The Texas chairman of the House Ways and Means Committee suggested that the IRS would bat down the attempts by governors in states such as New York and California to work around the limit by setting up government-run charities or taxing payrolls rather than income.

"The message here is that these high-tax states need to stop looking for [ways] to create new tax loopholes and finding ways to evade taxes, and spend more time trying to lower their just brutal tax burdens on their workers and families," Brady told reporters at the Capitol.

"All these gimmicks are dead on arrival," Brady added. "They’re wasting their time."

Democrats in high-tax states are pushing legislation meant to allow their citizens to get around the new $10,000 limit on state and local tax deductions. In California, for instance, Democratic legislators are exploring the possibility of funding services through government-run charities, allowing taxpayers to use the federal charitable deduction rather than the SALT deduction. In New York, Gov. Andrew Cuomo has called for studying the possibility of transitioning to payroll taxes rather than state income taxes.

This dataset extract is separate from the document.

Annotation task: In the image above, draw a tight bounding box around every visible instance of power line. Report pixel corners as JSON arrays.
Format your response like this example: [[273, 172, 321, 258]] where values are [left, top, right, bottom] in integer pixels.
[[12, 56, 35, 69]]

The Republican-led Congress has not moved to prevent such state workarounds, and Brady didn't indicate that such a legislative fix would be in the works. And, Brady's comments aside, the Trump administration has not officially stated any intentions for rules meant to stop states from maneuvering around the limit and thus cutting into government revenue. Treasury Secretary Steven Mnuchin did say earlier this month, though, that the idea of turning state and local taxes into charitable contributions was "ridiculous."